O morador de Agudos Ronaldo Cesar Barbosa de Matos afirma que, em 2013, o valor era de R$ 5,12. Em 2014, a quantia passou para R$ 6,41. Todavia, neste mês, a CIP atingiu R$ 8,45, um aumento de 32% em relação ao ano passado. “A taxa só aumenta e não vemos melhoras no serviço. Porém, o que mais me indignou foi o fato de não constar o decreto que autorizou o aumento na conta”, argumenta.
Matos acrescenta ainda que, tanto em outubro de 2014 quanto em abril deste ano, consumiu quase a mesma quantidade de energia elétrica (260 e 261 KWh, respectivamente). Portanto, o aumento dos impostos sobre a energia elétrica no âmbito federal, além da elevação da CIP na esfera municipal, encareceu em mais de R$ 50,00 a conta de Matos. “Assim fica difícil pagar as contas”, desabafa.

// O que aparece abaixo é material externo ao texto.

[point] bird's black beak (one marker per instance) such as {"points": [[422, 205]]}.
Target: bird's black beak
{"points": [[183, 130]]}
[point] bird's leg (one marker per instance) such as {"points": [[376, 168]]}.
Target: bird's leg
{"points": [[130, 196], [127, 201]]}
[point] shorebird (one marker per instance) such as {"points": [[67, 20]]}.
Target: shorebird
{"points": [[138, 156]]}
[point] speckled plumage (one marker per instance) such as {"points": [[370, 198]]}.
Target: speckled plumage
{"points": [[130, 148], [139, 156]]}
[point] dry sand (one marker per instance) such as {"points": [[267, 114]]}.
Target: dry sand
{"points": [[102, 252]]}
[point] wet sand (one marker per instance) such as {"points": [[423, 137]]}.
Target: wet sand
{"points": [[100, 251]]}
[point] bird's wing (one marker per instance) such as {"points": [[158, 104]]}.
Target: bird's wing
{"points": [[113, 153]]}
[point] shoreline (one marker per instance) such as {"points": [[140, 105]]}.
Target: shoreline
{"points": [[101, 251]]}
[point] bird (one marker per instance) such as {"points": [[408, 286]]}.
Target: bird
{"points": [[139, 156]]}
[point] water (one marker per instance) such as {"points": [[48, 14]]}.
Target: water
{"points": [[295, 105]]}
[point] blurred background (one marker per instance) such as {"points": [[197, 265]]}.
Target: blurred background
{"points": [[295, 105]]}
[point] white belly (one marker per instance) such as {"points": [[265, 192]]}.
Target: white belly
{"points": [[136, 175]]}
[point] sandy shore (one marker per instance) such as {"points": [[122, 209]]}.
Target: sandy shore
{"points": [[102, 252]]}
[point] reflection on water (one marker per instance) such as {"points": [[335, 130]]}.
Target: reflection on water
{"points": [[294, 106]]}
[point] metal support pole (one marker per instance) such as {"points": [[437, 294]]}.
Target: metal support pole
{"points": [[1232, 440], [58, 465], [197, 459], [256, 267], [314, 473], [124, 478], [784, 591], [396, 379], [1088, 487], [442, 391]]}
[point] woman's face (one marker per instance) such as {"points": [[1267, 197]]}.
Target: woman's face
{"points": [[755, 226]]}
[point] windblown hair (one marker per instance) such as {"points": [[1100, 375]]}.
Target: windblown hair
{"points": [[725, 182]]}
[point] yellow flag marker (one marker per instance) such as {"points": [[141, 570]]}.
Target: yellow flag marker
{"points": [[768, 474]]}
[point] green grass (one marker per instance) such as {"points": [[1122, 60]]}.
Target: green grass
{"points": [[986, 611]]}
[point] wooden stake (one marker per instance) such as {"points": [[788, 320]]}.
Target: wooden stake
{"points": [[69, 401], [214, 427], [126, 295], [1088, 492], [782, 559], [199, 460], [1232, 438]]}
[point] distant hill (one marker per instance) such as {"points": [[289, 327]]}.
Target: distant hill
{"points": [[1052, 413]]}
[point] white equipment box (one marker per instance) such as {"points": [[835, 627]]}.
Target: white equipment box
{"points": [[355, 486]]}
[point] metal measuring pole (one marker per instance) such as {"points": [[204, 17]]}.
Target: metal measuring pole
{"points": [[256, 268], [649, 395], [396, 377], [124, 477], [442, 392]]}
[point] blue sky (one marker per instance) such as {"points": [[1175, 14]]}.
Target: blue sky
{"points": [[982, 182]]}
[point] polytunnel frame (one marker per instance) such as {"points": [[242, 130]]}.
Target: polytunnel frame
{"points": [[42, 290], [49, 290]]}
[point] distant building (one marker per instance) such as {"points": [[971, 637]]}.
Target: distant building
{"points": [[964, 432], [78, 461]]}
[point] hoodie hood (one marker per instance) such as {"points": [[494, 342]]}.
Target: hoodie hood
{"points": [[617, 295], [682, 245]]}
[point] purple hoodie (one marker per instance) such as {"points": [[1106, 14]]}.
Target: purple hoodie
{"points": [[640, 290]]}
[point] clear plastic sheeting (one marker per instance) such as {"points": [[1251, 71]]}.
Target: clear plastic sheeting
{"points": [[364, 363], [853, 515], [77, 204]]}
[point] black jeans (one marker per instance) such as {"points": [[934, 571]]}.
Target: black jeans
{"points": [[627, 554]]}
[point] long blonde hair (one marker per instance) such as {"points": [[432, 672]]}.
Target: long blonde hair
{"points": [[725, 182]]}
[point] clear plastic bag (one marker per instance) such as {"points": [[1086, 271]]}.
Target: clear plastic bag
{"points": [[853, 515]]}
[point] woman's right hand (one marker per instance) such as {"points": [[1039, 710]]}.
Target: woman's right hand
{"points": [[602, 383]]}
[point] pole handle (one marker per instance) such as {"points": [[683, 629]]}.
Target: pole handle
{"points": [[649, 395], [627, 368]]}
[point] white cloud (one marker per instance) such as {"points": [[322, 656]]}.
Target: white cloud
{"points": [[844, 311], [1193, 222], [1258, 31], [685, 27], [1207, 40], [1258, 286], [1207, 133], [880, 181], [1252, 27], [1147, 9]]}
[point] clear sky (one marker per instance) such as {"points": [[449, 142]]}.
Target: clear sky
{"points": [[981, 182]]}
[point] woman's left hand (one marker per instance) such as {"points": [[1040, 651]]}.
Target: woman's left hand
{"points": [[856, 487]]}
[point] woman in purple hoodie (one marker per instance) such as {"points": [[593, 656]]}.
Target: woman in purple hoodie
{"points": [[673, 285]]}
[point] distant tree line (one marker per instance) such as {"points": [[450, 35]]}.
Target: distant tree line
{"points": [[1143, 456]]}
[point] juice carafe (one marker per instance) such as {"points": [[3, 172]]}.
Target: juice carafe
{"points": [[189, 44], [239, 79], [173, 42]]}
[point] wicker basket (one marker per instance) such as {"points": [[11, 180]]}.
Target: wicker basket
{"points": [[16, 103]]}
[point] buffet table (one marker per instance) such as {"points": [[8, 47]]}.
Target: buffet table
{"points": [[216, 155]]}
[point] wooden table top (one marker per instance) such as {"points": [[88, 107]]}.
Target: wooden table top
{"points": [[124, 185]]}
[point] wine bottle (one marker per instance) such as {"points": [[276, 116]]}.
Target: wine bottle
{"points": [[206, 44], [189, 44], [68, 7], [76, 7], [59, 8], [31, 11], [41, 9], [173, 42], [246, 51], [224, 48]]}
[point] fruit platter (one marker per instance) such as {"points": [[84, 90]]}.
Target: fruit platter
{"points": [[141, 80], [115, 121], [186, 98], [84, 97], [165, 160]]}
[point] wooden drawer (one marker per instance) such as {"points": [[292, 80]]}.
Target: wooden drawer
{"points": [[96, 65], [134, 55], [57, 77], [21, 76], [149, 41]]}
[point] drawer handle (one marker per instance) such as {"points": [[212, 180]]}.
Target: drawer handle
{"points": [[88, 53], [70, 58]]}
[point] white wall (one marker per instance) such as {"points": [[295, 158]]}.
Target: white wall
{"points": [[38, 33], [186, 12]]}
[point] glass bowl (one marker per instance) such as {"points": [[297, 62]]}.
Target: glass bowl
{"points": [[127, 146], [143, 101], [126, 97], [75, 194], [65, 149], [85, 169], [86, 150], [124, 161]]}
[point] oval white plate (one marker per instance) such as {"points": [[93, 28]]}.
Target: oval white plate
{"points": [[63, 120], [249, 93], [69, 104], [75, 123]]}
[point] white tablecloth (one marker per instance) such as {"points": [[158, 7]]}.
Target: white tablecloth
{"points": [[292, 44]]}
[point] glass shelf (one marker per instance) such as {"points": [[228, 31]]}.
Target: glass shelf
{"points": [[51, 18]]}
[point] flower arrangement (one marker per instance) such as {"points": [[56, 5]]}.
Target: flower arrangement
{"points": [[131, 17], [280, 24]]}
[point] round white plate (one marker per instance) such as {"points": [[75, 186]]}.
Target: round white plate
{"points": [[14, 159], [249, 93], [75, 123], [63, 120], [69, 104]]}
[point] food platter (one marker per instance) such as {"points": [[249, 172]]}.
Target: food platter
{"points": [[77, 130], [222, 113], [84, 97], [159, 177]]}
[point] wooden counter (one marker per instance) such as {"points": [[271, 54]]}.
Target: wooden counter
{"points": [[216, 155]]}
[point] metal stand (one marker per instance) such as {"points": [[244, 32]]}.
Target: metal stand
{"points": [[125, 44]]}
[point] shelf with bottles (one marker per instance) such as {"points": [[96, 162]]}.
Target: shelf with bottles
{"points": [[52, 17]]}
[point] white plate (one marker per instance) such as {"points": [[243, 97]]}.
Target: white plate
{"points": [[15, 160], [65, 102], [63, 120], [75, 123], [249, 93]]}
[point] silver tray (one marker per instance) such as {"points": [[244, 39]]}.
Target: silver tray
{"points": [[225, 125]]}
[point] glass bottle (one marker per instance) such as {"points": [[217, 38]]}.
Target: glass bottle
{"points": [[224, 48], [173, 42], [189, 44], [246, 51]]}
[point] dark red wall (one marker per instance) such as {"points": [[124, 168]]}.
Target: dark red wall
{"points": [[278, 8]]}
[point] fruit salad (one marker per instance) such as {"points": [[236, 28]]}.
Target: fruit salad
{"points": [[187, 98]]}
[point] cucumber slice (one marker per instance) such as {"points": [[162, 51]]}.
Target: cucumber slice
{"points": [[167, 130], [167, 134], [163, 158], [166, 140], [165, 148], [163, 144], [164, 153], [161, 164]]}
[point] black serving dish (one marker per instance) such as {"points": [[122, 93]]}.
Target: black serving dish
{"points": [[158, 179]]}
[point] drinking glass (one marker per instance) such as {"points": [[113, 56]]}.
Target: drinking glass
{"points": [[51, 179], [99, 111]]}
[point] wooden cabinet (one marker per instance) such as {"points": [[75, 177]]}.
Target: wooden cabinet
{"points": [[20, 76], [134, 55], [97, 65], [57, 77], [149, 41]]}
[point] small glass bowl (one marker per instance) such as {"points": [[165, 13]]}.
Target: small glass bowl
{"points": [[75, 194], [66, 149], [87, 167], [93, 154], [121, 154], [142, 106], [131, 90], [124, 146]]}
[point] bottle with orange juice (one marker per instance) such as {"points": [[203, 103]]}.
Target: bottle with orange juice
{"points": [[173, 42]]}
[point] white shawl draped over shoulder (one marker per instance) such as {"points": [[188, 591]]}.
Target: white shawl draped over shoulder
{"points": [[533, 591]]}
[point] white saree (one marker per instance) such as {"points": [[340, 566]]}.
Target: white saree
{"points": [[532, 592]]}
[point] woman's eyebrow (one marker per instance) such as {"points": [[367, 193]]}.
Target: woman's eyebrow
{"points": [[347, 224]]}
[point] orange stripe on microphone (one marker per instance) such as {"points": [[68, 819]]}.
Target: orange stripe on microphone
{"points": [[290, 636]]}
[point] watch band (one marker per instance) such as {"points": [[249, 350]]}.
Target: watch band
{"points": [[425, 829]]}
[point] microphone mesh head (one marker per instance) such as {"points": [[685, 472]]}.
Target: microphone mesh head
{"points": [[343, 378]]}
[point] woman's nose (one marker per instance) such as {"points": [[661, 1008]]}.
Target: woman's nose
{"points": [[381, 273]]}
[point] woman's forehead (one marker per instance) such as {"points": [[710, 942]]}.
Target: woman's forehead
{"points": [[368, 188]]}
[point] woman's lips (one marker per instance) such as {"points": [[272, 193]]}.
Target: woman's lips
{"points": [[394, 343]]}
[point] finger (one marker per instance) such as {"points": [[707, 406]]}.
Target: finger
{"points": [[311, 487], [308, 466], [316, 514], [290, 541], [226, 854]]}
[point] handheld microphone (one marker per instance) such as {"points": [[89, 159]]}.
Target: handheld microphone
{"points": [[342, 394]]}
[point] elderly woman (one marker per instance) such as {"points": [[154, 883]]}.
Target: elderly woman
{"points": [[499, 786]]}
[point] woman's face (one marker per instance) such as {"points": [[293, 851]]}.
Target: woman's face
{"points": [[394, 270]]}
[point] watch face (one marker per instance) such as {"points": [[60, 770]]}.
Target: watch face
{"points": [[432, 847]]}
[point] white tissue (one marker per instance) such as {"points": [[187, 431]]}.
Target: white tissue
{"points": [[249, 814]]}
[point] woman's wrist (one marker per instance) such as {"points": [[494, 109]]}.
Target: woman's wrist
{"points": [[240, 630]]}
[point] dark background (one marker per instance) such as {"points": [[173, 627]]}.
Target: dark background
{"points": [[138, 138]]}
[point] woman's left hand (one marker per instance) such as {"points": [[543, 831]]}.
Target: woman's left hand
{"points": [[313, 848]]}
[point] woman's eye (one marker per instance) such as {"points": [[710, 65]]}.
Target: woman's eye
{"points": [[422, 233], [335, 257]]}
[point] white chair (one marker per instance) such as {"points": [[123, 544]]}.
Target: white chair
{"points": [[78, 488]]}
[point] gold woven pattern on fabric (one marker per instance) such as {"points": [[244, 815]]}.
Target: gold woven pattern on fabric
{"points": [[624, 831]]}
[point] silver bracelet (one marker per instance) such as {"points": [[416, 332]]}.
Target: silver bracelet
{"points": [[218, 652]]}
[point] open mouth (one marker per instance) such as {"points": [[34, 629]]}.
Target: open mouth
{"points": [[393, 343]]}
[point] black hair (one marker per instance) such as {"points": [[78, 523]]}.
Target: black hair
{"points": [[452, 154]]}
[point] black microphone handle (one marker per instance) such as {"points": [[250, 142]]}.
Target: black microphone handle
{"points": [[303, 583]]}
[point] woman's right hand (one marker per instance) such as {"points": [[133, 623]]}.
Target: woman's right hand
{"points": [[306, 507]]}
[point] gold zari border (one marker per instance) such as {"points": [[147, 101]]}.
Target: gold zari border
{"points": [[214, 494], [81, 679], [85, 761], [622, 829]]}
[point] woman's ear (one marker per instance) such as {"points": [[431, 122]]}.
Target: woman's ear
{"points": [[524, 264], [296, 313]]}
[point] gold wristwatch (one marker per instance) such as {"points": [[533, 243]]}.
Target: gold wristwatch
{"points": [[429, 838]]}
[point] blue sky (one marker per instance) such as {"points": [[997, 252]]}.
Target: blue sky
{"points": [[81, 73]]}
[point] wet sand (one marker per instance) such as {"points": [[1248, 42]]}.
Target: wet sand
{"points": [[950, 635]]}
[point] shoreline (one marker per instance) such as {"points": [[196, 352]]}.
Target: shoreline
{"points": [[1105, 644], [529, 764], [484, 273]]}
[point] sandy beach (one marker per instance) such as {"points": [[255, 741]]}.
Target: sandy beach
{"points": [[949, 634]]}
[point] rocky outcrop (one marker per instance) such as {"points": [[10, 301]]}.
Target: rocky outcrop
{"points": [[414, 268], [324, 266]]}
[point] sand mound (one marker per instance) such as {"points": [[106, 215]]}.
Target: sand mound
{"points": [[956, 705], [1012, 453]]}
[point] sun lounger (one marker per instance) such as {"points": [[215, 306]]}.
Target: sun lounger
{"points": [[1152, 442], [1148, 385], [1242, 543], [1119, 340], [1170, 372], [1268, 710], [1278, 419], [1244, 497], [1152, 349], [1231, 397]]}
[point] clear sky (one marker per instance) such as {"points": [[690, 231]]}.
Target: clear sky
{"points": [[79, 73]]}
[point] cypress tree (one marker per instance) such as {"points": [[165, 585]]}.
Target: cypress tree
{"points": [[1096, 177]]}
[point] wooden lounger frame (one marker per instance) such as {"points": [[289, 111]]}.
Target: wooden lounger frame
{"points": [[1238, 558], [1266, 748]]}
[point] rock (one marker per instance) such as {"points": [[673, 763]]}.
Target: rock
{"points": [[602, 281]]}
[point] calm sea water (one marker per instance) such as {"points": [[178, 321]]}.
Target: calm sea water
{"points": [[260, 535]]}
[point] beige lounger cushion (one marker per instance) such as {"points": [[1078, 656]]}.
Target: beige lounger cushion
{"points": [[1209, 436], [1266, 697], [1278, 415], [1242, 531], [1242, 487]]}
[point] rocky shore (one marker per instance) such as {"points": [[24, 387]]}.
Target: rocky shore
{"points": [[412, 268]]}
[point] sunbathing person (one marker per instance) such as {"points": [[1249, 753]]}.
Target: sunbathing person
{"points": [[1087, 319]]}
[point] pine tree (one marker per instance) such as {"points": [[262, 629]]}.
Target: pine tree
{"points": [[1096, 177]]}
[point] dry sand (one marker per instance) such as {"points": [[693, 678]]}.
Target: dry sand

Não foi apenas este morador que se assustou quando abriu o boleto neste mês. O JC teve acesso a outros três documentos, sendo que dois pertencem a um mesmo consumidor, um da área rural e o segundo da urbana. Em todos os boletos, foi detectada a cobrança da CIP no valor de R$ 8,45. Questionado sobre o assunto, o prefeito Everton Octaviani (PMDB) ficou surpreso com a notícia.
Equívoco
“Depois que a reportagem entrou em contato, eu tive acesso a duas contas de energia elétrica e constatei o aumento”, informa o chefe do Executivo. Todavia, Everton Octaviani garante que o reajuste não partiu da prefeitura. “Certamente é algum equívoco de lançamento da CPFL”, justifica. Diante disso, o prefeito acionou a gerência da distribuidora para exigir uma explicação. “Os moradores terão de ser ressarcidos”, informa.
Já a assessoria de imprensa da CPFL informa, em nota, que a cobrança da CIP é aprovada por leis municipais, que determinam a arrecadação através das contas de energia elétrica. Portanto, a empresa desempenha o papel de agente arrecadador. No caso de Agudos, a CPFL analisa internamente as informações para checar se houve alguma incorreção na cobrança e responderá assim que os dados forem apurados.
O que diz a lei
A Lei Municipal n.º 3.353, datada de 31 de dezembro de 2002, institui a contribuição para o serviço de iluminação pública da cidade. Já o Decreto Municipal n.º 3.287, de 9 de junho de 2004, regulamenta a cobrança da CIP e dá outras providências. Embora não esteja claro o processo que determina o percentual de reajuste anual, o prefeito Everton Octaviani explica que o valor só tem variação mediante decreto do Executivo, fato que não ocorreu neste ano.